Labeled images as either "intoxicated" or "non-intoxicated."
Categorized images based on facial angles
Label 1 (front)
Label 2 (slightly tilted front)
Label 3 (side view).
Used OpenCV and dlib libraries for facial recognition and feature point detection.
Calculated the facial angle based on central coordinates of the face, jawline, and eyes, and classified and aligned images accordingly.
Removed tilted images (greater than 10 degrees) and separated front-facing and side-facing images to construct the preprocessed dataset.
Total number of images: 4,057
(Intoxicated: 1,557 images, Non-intoxicated: 1,658 images)
Data distribution by angle:
Label 1 (Front): Intoxicated 680, Non-intoxicated 813
Label 2 (Tilted Front): Intoxicated 126, Non-intoxicated 94
Label 3 (Side): Intoxicated 751, Non-intoxicated 751
CNN-based models
InceptionV3, ResNet152, DenseNet201, EfficientNetB7
Pre-trained models on ImageNet were used.
Adjusted input image size to 224x224
(set to 299x299 for InceptionV3).
Label 1 (Front Data)
Label 3 (Side Data)
Label 1 + Label 3 (Front + Side Data)
Ktrain (Combined Data of Label 1, 2, and 3)
Overview of experiments
Model Performance by Angle:
Using only front data (Label 1): Average accuracy of 69.77%
Using only side data (Label 3): Average accuracy of 73.73%
Using both front and side data (Label 1 + Label 3): Average accuracy of 78.79%
Using all angle data (Ktrain): Average accuracy of 82.75%
Model Performance Comparison:
DenseNet201 achieved the highest accuracy of 86.12% when using all angle data.
InceptionV3 and EfficientNetB7 models performed well with 81.87% and 79.27% accuracy, respectively, while ResNet152 showed relatively lower performance.
Result of drunk face detection
[Research Outcomes and Contributions]
Built a dataset for alcohol detection that includes facial images from various angles collected in real-world scenarios.
Demonstrated through data preprocessing and model training that a dataset containing facial images from multiple angles is more effective for alcohol detection than using only front-facing images.
[Limitations and Future Research Directions]

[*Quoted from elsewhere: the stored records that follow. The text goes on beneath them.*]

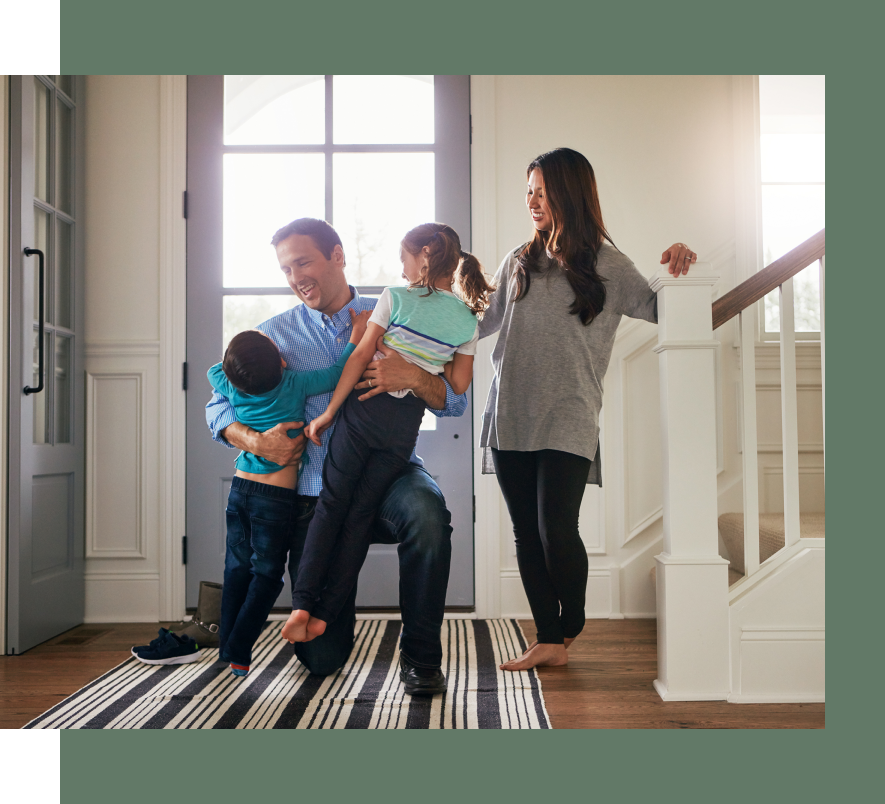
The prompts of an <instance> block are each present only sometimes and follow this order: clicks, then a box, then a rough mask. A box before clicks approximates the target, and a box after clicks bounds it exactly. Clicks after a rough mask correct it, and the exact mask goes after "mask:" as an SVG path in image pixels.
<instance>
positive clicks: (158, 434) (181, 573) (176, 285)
mask: <svg viewBox="0 0 885 804" xmlns="http://www.w3.org/2000/svg"><path fill="white" fill-rule="evenodd" d="M159 163H160V210H159V212H160V266H159V281H160V322H159V323H160V326H159V332H160V350H159V369H160V372H159V403H160V429H159V432H158V448H159V461H160V466H162V467H163V471H162V473H161V474H160V477H159V485H158V492H159V500H158V508H159V522H158V527H159V534H158V537H159V539H158V541H159V544H158V551H159V556H158V557H159V566H160V580H159V585H158V588H157V594H158V595H159V602H158V605H159V617H160V618H161V619H163V620H177V619H178V618H180V617H182V616H184V610H185V598H184V592H185V589H184V582H185V568H184V564H182V563H181V537H182V536H184V535H185V498H184V494H185V461H186V456H185V445H186V429H185V391H184V390H183V389H182V387H181V365H182V363H183V362H184V361H185V359H186V355H187V348H186V347H187V340H186V326H187V314H186V299H187V294H186V288H187V248H186V246H187V243H186V227H185V220H184V216H183V213H182V197H183V193H184V191H185V189H186V188H187V76H185V75H161V76H160V153H159Z"/></svg>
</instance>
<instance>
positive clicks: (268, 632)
mask: <svg viewBox="0 0 885 804" xmlns="http://www.w3.org/2000/svg"><path fill="white" fill-rule="evenodd" d="M282 626H283V623H282V622H272V623H268V625H267V626H266V627H265V629H264V632H263V633H262V635H261V638H260V639H259V641H258V643H257V645H256V646H255V650H254V651H253V663H252V670H251V672H250V673H249V675H248V676H246V678H242V679H236V678H234V677H233V676H232V675H231V674H230V671H229V670H228V666H227V665H226V664H225V663H223V662H220V661H218V651H217V650H215V649H212V650H209V649H204V650H203V658H202V659H201V660H200V661H199V662H192V663H190V664H183V665H174V666H155V665H146V664H142V663H141V662H139V661H137V660H136V659H134V658H132V659H129V660H128V661H125V662H123V664H121V665H118V666H117V667H115V668H114V669H113V670H111V671H109V672H108V673H106V674H105V675H103V676H102V677H101V678H99V679H97V680H96V681H93V682H92V683H91V684H89V685H87V686H86V687H83V689H81V690H78V691H77V692H75V693H74V694H73V695H71V696H70V697H69V698H66V699H65V700H64V701H62V702H61V703H60V704H58V705H57V706H55V707H53V708H52V709H50V710H49V711H48V712H45V713H43V714H42V715H40V716H39V717H38V718H35V719H34V720H32V721H31V722H30V723H28V724H27V725H26V726H25V727H24V728H26V729H549V728H550V721H549V718H548V717H547V711H546V709H545V707H544V698H543V695H542V694H541V684H540V682H539V680H538V677H537V674H536V673H535V671H534V670H529V671H526V672H519V673H508V672H504V671H502V670H499V669H498V665H499V664H500V663H501V662H502V661H504V660H506V659H508V658H511V657H513V656H516V655H518V654H520V653H522V652H523V651H524V650H525V647H526V642H525V637H524V636H523V633H522V630H521V629H520V627H519V624H518V623H517V621H516V620H445V621H444V622H443V630H442V643H443V663H442V669H443V672H445V674H446V678H447V679H448V692H446V693H445V694H444V695H435V696H433V697H432V698H428V697H412V696H409V695H406V694H405V693H404V692H403V689H402V685H401V684H400V681H399V665H398V658H399V650H398V641H399V633H400V629H401V626H402V623H401V622H400V621H399V620H361V621H359V622H357V629H356V642H355V644H354V649H353V653H352V654H351V657H350V660H349V661H348V663H347V664H346V665H345V666H344V667H343V668H342V669H341V670H340V671H338V673H336V674H334V675H331V676H326V677H321V676H313V675H310V674H309V673H308V672H307V670H306V669H305V668H304V666H303V665H302V664H301V663H300V662H299V661H298V660H297V659H296V658H295V656H294V655H293V653H292V648H291V646H290V645H289V643H287V642H285V641H283V640H282V638H281V637H280V631H281V630H282Z"/></svg>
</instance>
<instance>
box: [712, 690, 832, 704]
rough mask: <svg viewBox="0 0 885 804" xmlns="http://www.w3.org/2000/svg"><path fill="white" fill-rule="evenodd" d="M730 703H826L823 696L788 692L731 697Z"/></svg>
mask: <svg viewBox="0 0 885 804" xmlns="http://www.w3.org/2000/svg"><path fill="white" fill-rule="evenodd" d="M727 700H728V703H824V702H825V698H824V696H823V695H806V694H803V693H801V692H800V693H795V694H791V693H788V692H776V693H771V694H768V695H757V694H749V695H729V696H728V699H727Z"/></svg>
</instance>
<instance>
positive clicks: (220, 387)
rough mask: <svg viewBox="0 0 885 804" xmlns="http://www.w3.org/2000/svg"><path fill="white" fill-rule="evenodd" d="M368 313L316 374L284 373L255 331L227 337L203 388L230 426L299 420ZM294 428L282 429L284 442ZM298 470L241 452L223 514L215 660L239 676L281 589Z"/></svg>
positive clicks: (353, 340) (272, 344)
mask: <svg viewBox="0 0 885 804" xmlns="http://www.w3.org/2000/svg"><path fill="white" fill-rule="evenodd" d="M370 315H371V311H368V310H367V311H364V312H362V313H359V314H354V313H353V312H352V311H351V316H352V318H353V328H352V332H351V337H350V343H349V344H348V346H347V348H346V349H345V350H344V353H343V354H342V355H341V358H340V359H339V360H338V362H337V363H335V364H334V365H332V366H330V367H329V368H327V369H321V370H319V371H299V372H295V371H289V370H287V369H286V361H285V360H284V359H283V358H282V356H281V355H280V352H279V349H278V348H277V346H276V344H275V343H274V342H273V341H272V340H271V339H270V338H268V337H267V335H265V334H264V333H262V332H259V331H258V330H247V331H246V332H241V333H239V334H238V335H235V336H234V337H233V338H232V339H231V342H230V344H229V345H228V347H227V350H226V351H225V353H224V360H223V361H222V362H221V363H217V364H216V365H214V366H213V367H212V368H211V369H209V373H208V376H209V382H210V383H211V384H212V387H213V388H215V389H216V390H217V391H218V392H219V393H221V394H223V395H224V396H226V397H227V398H228V399H229V400H230V402H231V404H232V405H233V406H234V408H235V410H236V413H237V420H238V421H240V422H242V423H243V424H245V425H247V426H249V427H251V428H252V429H253V430H257V431H259V432H264V431H265V430H269V429H271V428H272V427H275V426H276V425H277V424H279V423H280V422H291V421H304V404H305V400H306V398H307V397H308V396H313V395H315V394H322V393H327V392H329V391H333V390H334V389H335V386H336V384H337V383H338V379H339V378H340V376H341V371H342V369H343V368H344V364H345V363H346V362H347V358H348V357H350V354H351V353H352V352H353V350H354V348H355V345H356V344H358V343H359V342H360V339H361V338H362V337H363V334H364V333H365V331H366V324H367V322H368V320H369V316H370ZM299 432H300V431H299V430H289V432H288V434H289V437H290V438H294V437H296V436H297V435H298V434H299ZM297 485H298V467H297V466H280V465H279V464H276V463H274V462H273V461H269V460H267V459H266V458H262V457H260V456H258V455H252V454H251V453H249V452H241V453H240V455H239V456H238V457H237V460H236V476H235V477H234V478H233V481H232V483H231V489H230V495H229V497H228V503H227V510H226V511H225V514H226V517H227V549H226V552H225V561H224V588H223V590H222V595H221V625H220V628H219V646H218V655H219V657H220V658H221V659H222V660H223V661H226V662H230V666H231V672H232V673H233V674H234V675H235V676H245V675H246V674H247V673H248V672H249V665H250V664H251V661H252V646H253V645H254V644H255V642H256V640H257V639H258V636H259V634H260V633H261V629H262V628H263V626H264V623H265V621H266V620H267V615H268V614H269V613H270V610H271V608H272V607H273V604H274V602H275V601H276V599H277V597H278V596H279V594H280V591H281V590H282V588H283V573H284V571H285V567H286V556H287V553H288V546H289V527H290V524H291V517H292V511H293V506H294V503H295V499H296V488H297Z"/></svg>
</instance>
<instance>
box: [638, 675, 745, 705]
mask: <svg viewBox="0 0 885 804" xmlns="http://www.w3.org/2000/svg"><path fill="white" fill-rule="evenodd" d="M654 687H655V689H656V690H657V693H658V695H660V696H661V700H664V701H727V700H728V692H669V691H668V690H667V688H666V687H665V686H664V685H663V684H662V683H661V682H660V681H659V680H658V679H655V680H654Z"/></svg>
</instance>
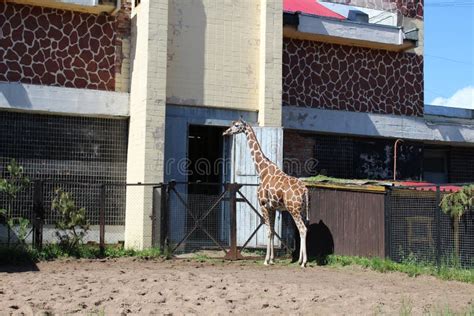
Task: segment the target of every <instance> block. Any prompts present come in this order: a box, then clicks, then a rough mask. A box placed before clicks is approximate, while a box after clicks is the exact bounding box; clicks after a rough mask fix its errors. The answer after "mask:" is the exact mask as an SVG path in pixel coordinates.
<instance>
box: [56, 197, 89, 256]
mask: <svg viewBox="0 0 474 316" xmlns="http://www.w3.org/2000/svg"><path fill="white" fill-rule="evenodd" d="M55 193H56V194H55V197H54V199H53V202H52V205H51V208H52V210H53V211H55V212H57V213H58V214H59V220H57V221H56V223H55V227H56V229H57V231H56V236H57V237H58V239H59V244H60V245H61V246H62V247H63V248H64V249H65V250H66V251H69V252H72V251H73V250H74V249H76V248H77V247H78V246H79V245H81V244H82V242H83V239H84V237H85V235H86V234H87V232H88V231H89V226H90V225H89V221H88V220H87V218H86V211H85V209H84V208H80V207H77V206H76V203H75V202H74V199H73V198H72V197H71V194H69V193H68V192H64V191H63V190H62V189H57V190H56V192H55Z"/></svg>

Lack of Ethnic Diversity in the Dataset:
The current dataset primarily contains images of Western faces. Adding data from other ethnicities is necessary to improve the model's generalization performance.
Need for Real-time Alcohol Detection Research:
This study focused on image-based detection, but future research can expand to real-time alcohol detection using video data from sources like CCTV.
Potential Application in Various Fields:
Beyond alcohol detection, the model could be developed to address other societal issues, such as detecting drug use or fatigue.